The range U+010000–U+10FFFD is reserved for the future.

A word enclosed in quotes (") consists of the string between the quotes. The word is subject to backslash interpretation.

A word enclosed in braces ({}) consists of the string between the braces. Brace pairs occuring within the word are ignored for the purpose of finding the matching enclosing brace. The word is not subject to backslash interpretation but a brace preceded by a backslash is ignored for the purpose of finding the matching enclosing brace.

Scripts

A script is an ordered sequence of lists separated by a newline or semicolon. Scripts start with the rules for lists and add the following rules:

One additional special backslash sequence:

\<newline><whitespace>
A backslash and subsequent newline, followed by any combination of space, tab, and newline characters, is replaced by a single space character. This backslash sequence is unique in that it is replaced in a separate pre-pass before the command is actually parsed. This means that it is replaced even when it occurs between braces, and the resulting space will be treated as a word separator if it is not in braces or quotes.

Comment: A number sign (#) at the beginning of a command and not otherwise escaped begins a comment that ends at the first newline.

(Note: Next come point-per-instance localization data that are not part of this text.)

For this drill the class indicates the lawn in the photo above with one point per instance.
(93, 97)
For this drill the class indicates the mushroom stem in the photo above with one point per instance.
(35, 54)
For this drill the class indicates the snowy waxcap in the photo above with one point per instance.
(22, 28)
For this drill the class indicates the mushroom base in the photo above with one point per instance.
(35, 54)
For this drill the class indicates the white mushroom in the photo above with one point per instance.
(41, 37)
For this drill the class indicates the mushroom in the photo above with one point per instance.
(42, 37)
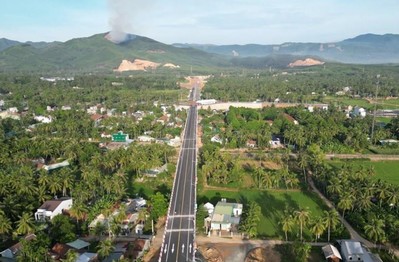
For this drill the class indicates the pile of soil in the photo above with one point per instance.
(211, 254)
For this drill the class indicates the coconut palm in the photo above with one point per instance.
(25, 224)
(346, 203)
(78, 211)
(331, 220)
(105, 248)
(5, 225)
(303, 163)
(302, 217)
(318, 227)
(71, 256)
(287, 224)
(302, 251)
(363, 200)
(375, 230)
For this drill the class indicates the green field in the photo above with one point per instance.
(272, 203)
(385, 170)
(346, 101)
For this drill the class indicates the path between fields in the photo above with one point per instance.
(372, 157)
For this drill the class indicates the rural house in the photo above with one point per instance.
(53, 207)
(226, 216)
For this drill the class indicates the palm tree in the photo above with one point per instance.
(331, 220)
(318, 227)
(303, 163)
(287, 224)
(346, 203)
(258, 177)
(105, 248)
(393, 197)
(302, 217)
(363, 201)
(78, 211)
(375, 230)
(71, 256)
(5, 224)
(302, 251)
(25, 224)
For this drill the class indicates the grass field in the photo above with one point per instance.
(346, 101)
(385, 170)
(272, 203)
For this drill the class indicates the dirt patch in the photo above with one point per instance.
(306, 62)
(263, 254)
(211, 254)
(136, 65)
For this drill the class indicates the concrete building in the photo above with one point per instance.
(226, 216)
(53, 207)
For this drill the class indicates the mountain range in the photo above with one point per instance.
(363, 49)
(97, 53)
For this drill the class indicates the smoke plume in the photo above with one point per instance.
(120, 19)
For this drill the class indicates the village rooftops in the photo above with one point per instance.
(51, 205)
(227, 213)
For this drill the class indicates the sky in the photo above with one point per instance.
(200, 21)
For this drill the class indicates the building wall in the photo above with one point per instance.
(218, 226)
(66, 204)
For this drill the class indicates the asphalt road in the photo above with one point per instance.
(178, 242)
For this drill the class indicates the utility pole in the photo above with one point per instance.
(375, 109)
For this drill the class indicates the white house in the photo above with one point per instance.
(359, 111)
(43, 119)
(226, 216)
(216, 139)
(145, 138)
(53, 207)
(209, 207)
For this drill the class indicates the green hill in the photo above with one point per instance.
(95, 53)
(363, 49)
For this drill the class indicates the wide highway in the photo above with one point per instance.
(178, 241)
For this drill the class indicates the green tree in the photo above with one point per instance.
(5, 224)
(375, 230)
(25, 224)
(105, 248)
(62, 230)
(302, 217)
(287, 224)
(345, 203)
(71, 256)
(202, 213)
(301, 251)
(331, 220)
(318, 227)
(251, 220)
(35, 249)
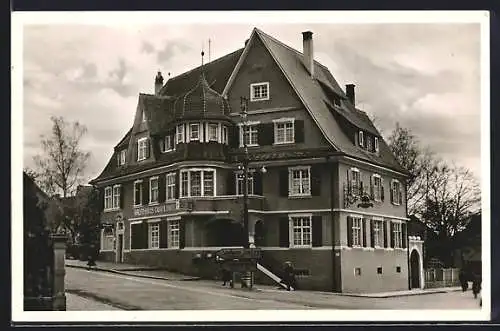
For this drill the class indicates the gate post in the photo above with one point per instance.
(59, 295)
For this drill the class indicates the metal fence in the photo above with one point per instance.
(441, 277)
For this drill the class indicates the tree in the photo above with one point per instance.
(453, 195)
(416, 160)
(61, 166)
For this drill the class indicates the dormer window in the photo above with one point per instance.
(180, 134)
(194, 131)
(166, 144)
(213, 132)
(121, 157)
(259, 91)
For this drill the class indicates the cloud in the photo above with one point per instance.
(421, 75)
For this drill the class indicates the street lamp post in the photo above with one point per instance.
(244, 106)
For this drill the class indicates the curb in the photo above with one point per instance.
(125, 273)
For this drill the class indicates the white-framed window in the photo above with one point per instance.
(116, 196)
(301, 230)
(197, 182)
(250, 134)
(284, 131)
(361, 138)
(173, 233)
(397, 234)
(378, 233)
(299, 181)
(179, 133)
(138, 192)
(259, 91)
(154, 235)
(355, 181)
(239, 184)
(108, 197)
(167, 145)
(107, 239)
(194, 131)
(153, 190)
(224, 135)
(213, 132)
(356, 231)
(121, 157)
(170, 185)
(142, 145)
(377, 187)
(396, 192)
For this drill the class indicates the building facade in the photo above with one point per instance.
(324, 190)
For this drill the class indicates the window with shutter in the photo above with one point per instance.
(284, 232)
(317, 231)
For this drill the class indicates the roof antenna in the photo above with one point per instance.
(209, 42)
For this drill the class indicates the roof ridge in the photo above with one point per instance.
(189, 71)
(290, 47)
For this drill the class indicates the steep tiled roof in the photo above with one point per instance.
(315, 93)
(216, 72)
(315, 99)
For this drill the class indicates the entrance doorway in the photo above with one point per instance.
(415, 269)
(119, 248)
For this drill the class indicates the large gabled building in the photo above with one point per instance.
(331, 199)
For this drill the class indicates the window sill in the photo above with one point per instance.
(300, 196)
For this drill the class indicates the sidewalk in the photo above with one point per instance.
(157, 273)
(131, 270)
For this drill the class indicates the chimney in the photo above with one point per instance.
(158, 83)
(308, 51)
(349, 91)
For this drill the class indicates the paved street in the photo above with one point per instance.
(133, 293)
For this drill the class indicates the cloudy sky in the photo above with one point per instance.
(425, 76)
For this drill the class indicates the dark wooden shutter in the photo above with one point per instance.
(283, 182)
(231, 183)
(284, 233)
(390, 191)
(148, 148)
(257, 183)
(145, 191)
(372, 233)
(384, 229)
(299, 131)
(317, 231)
(135, 235)
(403, 234)
(164, 234)
(177, 184)
(382, 194)
(391, 233)
(182, 234)
(363, 230)
(372, 195)
(162, 189)
(349, 231)
(233, 136)
(122, 194)
(265, 135)
(316, 180)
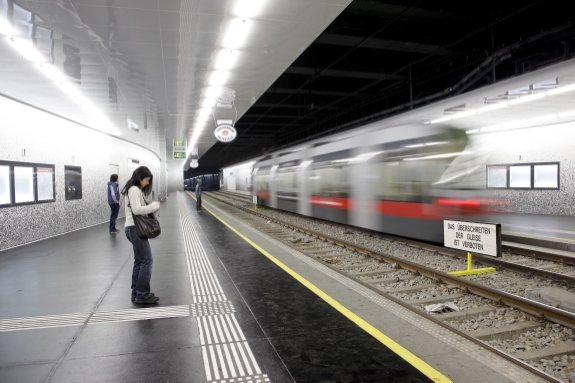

A newline escaped by a backslash is ignored for the purpose of finding the end of the comment.

Substitutions occur at the beginning, within, or at the end of a word, and do not change the boundaries of the word. A word enclosed in quotes is subject to script and variable substitution, but a word enclosed in brackets is not.

Script substitution: A string enclosed in brackets at any position in a word is interpreted as a script and is replaced by the result of the evaluation of that script, i.e. by the result of the final command in the script.

Variable substitution: $ followed by a variable name is replaced by the value of the corresponding variable. The variable name is not subject to backslash interpretation or script substitution. If enclosed in braces, the variable name is composed of all characters up to the matching right brace. Otherwise, a variable name is composed only of letters, digits, underscore, the empty string, or namespace separators. Any other character marks the end of the name. In a variable name, a pair of parenthesis encloses the name of a member variable within a named array. The member variable name is subject to backslash interpretation and substitutions.

Argument Expansion: If {*} is placed in front of a word, each word within that word becomes a word in the command. Backslah interpretation and substitutions occur before argument expansion. For the purpose of braces or quotes, the character after the initial {*} is considered the beginning of the word.